El último disco de Arcade Fire, WE, es insatisfactorio. Es insuficiente si de esta banda que alcanzó los cielos del mainstream en la primera década del siglo y supo generar expectación con cada nuevo álbum, uno espera reencontrarse con el impacto primigenio o con la brillante solvencia que le sucedió hasta el tercer trabajo. Pero llegamos al sexto capítulo y la serie ya no tiene argumento que enganche. Ya no me interesan las inquietudes, los discursos y las descargas musicales de este matrimonio y su tropa.
Ahora volvamos atrás.
La primera vez que escuché a Arcade Fire fue a mediados de aquella primera década.

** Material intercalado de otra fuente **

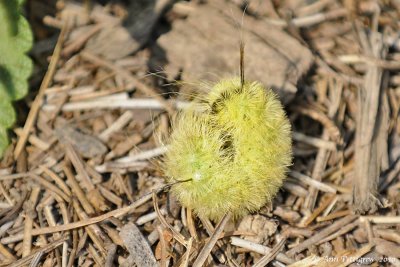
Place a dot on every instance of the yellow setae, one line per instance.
(233, 154)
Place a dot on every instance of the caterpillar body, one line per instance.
(234, 154)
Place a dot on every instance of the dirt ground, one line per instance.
(81, 185)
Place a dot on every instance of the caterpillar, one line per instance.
(231, 156)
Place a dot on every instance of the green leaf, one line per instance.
(15, 66)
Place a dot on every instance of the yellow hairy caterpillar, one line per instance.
(231, 156)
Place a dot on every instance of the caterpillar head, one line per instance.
(234, 155)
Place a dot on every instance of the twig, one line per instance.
(270, 256)
(321, 234)
(204, 253)
(261, 249)
(33, 112)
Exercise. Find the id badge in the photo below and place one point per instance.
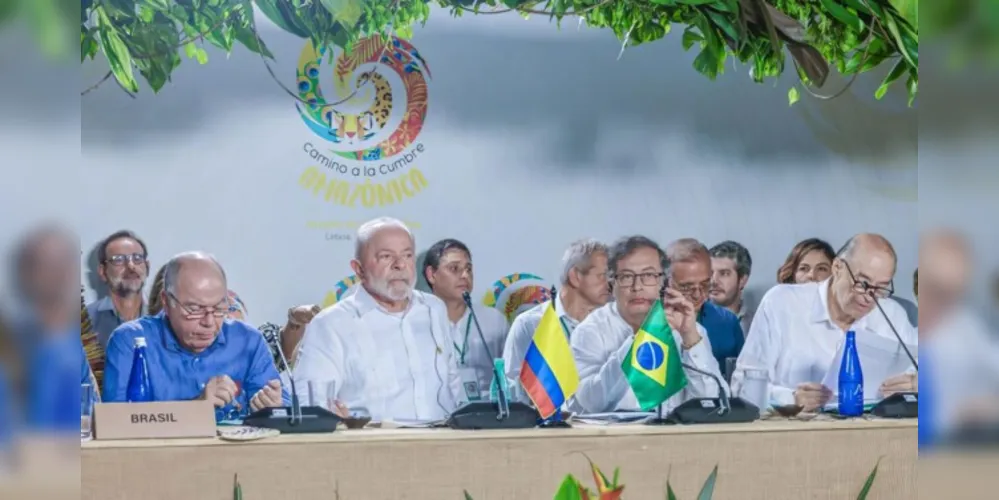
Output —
(470, 381)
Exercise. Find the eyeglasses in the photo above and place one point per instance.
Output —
(691, 290)
(861, 286)
(196, 311)
(121, 260)
(647, 279)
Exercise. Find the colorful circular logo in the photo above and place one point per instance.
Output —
(360, 119)
(340, 290)
(516, 293)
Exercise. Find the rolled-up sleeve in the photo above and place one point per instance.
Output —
(701, 357)
(763, 347)
(321, 360)
(601, 381)
(118, 363)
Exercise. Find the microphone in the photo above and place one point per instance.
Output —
(483, 414)
(720, 410)
(900, 404)
(294, 419)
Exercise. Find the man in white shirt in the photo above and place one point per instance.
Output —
(584, 288)
(448, 270)
(385, 348)
(798, 328)
(602, 341)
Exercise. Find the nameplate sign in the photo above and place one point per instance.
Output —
(166, 419)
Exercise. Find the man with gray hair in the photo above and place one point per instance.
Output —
(799, 328)
(386, 348)
(731, 266)
(192, 350)
(584, 288)
(688, 271)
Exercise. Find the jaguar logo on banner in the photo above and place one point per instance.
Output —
(365, 145)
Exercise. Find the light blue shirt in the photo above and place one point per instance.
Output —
(177, 374)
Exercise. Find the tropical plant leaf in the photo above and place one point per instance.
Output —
(570, 490)
(708, 490)
(237, 489)
(870, 482)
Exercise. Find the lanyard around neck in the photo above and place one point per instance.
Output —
(464, 347)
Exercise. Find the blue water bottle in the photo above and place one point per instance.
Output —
(851, 380)
(140, 388)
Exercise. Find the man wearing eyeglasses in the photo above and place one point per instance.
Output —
(602, 340)
(193, 351)
(122, 265)
(688, 271)
(799, 328)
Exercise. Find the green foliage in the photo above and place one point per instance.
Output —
(852, 36)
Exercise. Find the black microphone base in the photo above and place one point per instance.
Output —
(314, 419)
(708, 411)
(483, 415)
(898, 405)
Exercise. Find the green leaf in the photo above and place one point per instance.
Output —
(116, 52)
(690, 37)
(569, 490)
(900, 44)
(346, 12)
(896, 72)
(237, 489)
(842, 15)
(708, 490)
(870, 482)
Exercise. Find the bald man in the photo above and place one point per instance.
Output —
(193, 350)
(963, 371)
(387, 348)
(799, 328)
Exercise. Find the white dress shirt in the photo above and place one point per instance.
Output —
(520, 337)
(795, 340)
(599, 345)
(398, 366)
(494, 329)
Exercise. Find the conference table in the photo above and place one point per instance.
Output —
(768, 459)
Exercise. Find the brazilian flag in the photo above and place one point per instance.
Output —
(653, 367)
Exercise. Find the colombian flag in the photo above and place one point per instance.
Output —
(549, 373)
(653, 367)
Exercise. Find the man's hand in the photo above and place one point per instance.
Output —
(906, 382)
(220, 390)
(681, 316)
(268, 397)
(812, 396)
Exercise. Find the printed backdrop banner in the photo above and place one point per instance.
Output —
(510, 135)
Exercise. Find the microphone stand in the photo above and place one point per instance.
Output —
(900, 404)
(720, 410)
(503, 411)
(310, 419)
(485, 414)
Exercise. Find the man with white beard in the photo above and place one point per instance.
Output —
(122, 264)
(386, 348)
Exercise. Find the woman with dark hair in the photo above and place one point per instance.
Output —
(809, 261)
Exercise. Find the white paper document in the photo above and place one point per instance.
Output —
(880, 358)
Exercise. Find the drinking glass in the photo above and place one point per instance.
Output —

Una de sus canciones nos distraía minutos antes de que U2 arrancasen su concierto de la gira de la bomba atómica en el Camp Nou. Una llamada a la puerta con insistencia y decisión: sonaba acomodado a un gran estadio uno de esos temas que piden permiso para competir en las grandes ligas y se le concede. Qué temazo es este, quiénes son, qué bien suena esto, qué pasada... nos decíamos en la grada sin poder echar mano aún del Shazam en los móviles. Escuchamos Funeral (2004) poco después, dos y tres veces, y veíamos a una banda poderosa y convencida de su triunfo, también imaginativa, osada en el espectáculo, un pelín sobrada. Rock, sí. Indie, también. Pues indie rock con mayúsculas.
La crítica los tuvo arriba, los medios los mimaron. Las giras los mejoraron. Eran buenos, sus conciertos invitaban al éxtasis, a la comunión de la masa. Y Neon Bible (2007) y The Suburbs (2010), los dos álbumes siguiente, confirmaban que el estado de gracia podía seguir durando. Reflektor (2013) ya cargaba, pesaba más su exceso que su definición, la chispa ya no era espontánea. Caía en el olvido, también Everything now (2017), con el grupo demasiado empeñado en sobrecargar de bisutería canciones que no sabían por dónde moverse. Le pasa algo parecido a WE (2022), más comedido pero distante. ¿Saben?, ya me he aburrido de Arcade Fire.